For me, there are five things that can make a grinch love the holidays.

1. Getting to know people better.

Whether it's at work, school, church, or another organization, you have the opportunity to spend quality time with people that you may not have otherwise. If there is a gift exchange, that can reveal facts about the person like their love of reading, photography, or baking. The holidays gives us space to open up and be accepted with warmth and love. No one wants to give or get coal in their stockings.
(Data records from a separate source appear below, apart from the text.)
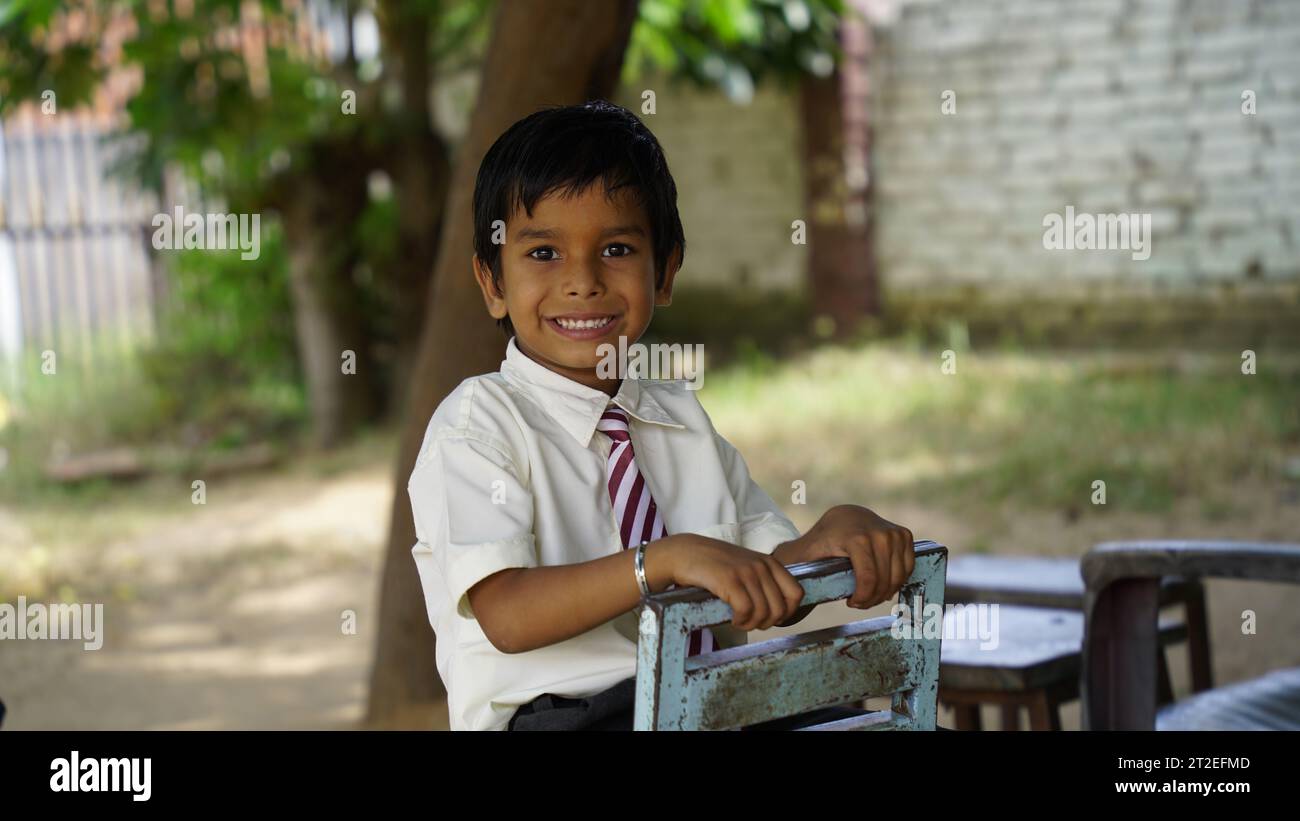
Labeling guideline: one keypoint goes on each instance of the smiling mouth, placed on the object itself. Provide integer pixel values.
(583, 325)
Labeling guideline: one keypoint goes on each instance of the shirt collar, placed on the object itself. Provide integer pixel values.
(576, 407)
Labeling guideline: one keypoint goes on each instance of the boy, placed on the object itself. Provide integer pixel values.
(537, 486)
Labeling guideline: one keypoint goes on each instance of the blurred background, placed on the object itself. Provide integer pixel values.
(217, 447)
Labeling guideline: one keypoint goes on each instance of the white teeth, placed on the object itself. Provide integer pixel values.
(577, 325)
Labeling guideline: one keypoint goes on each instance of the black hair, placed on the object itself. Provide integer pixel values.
(563, 150)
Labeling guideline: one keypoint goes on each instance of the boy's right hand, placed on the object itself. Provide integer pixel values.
(758, 587)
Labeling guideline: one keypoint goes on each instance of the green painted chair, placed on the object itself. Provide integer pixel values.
(741, 686)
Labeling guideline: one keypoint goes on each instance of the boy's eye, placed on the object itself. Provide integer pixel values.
(546, 250)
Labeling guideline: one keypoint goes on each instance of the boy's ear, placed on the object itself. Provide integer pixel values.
(494, 299)
(663, 295)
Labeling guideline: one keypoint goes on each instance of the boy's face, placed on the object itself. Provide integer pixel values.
(576, 276)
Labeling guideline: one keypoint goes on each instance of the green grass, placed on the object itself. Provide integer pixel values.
(1028, 429)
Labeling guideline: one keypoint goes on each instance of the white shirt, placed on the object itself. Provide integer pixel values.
(512, 474)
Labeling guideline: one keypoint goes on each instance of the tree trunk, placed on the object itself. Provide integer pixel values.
(541, 53)
(420, 168)
(325, 318)
(833, 113)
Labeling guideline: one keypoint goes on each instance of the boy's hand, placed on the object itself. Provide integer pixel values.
(880, 551)
(757, 586)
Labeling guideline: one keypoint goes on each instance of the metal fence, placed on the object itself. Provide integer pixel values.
(77, 276)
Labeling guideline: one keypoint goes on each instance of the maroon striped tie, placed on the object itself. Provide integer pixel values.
(633, 508)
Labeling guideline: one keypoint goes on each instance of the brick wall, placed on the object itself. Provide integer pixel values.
(1106, 105)
(740, 182)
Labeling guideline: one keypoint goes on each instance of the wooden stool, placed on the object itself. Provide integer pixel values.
(1038, 581)
(1035, 664)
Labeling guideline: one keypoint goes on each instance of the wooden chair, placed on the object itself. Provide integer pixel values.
(741, 686)
(1039, 655)
(1119, 661)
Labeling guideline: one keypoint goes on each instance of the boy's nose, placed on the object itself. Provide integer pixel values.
(584, 279)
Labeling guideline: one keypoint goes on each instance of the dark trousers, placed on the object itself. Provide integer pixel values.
(612, 709)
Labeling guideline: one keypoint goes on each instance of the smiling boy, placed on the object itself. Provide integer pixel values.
(537, 486)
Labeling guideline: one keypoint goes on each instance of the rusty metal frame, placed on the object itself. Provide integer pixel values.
(792, 674)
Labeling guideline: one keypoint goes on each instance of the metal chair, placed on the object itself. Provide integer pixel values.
(746, 685)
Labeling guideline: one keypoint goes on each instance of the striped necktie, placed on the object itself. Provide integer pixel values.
(633, 508)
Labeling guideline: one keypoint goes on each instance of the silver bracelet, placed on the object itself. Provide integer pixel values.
(641, 570)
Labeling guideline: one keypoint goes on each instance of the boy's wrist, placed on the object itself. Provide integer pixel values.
(791, 552)
(659, 563)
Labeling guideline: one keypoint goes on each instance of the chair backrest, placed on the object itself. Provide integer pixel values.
(792, 674)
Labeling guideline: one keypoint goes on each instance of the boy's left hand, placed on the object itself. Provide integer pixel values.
(880, 551)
2. An acceptable reason to overeat.

Ugly sweater parties, brunches, dinners, parties. There is food almost everywhere during the holidays. And it's impolite not to eat it. Sally made cookies? Eat them! Eggnog making contest? Go, drink! Being conservative on the sweets and starches throughout the year is highly commendable. But during the holidays, relax a bit and indulge. No need to be an uptight grinch. Be merry!

3. Helping others.

As one of the fortunate people on this earth, I have noticed how far the smallest gesture can go. For those who do not have, opening your home, heart, and resources means everything. Some people do no have many family or close friends. So the time spent is extremely valuable. Also, raising money and donating to worthy and charitable causes can be the only thing that makes Christmas possible for families. If it were you, you'd want help. Give a little.

4. Appreciating the past.

I remember opening up the latest barbie dolls, Disney themed toys, and pretty clothes as a kid. My brother and I had great Christmases. Waking up early, running downstairs in PJs just to spend maybe 10 minutes ripping the wrapping paper clean off the gifts. It was great. It was the 90s. And I'm so happy to have those memories. They will forever be close to me so long my mind is capable of retrieving them. When I hear people complaining and being ungrateful, I revisit those times and become even more appreciative of what I have.

5. Family.

My paternal grandmother is 98. Yep, she's had 98 Christmases. Many do not see half of that. My brother was born on Christmas. He is my mother's first child, perhaps her greatest gift after believing she would never birth her own children. Some years are very low key, just a few friends, some family. Others are more lively. Either way, the time spent with family, all seated on the comfy leather couch in front of the TV, or at the dinner table is priceless. The words exchanged, the hugs, kisses, smiles. It's honestly the reason for the season. How could you not want that?

I'm slowly coming around on Christmas. I still see it mainly as a day off. But every now and then, I think of these things and my spirit lights up a little.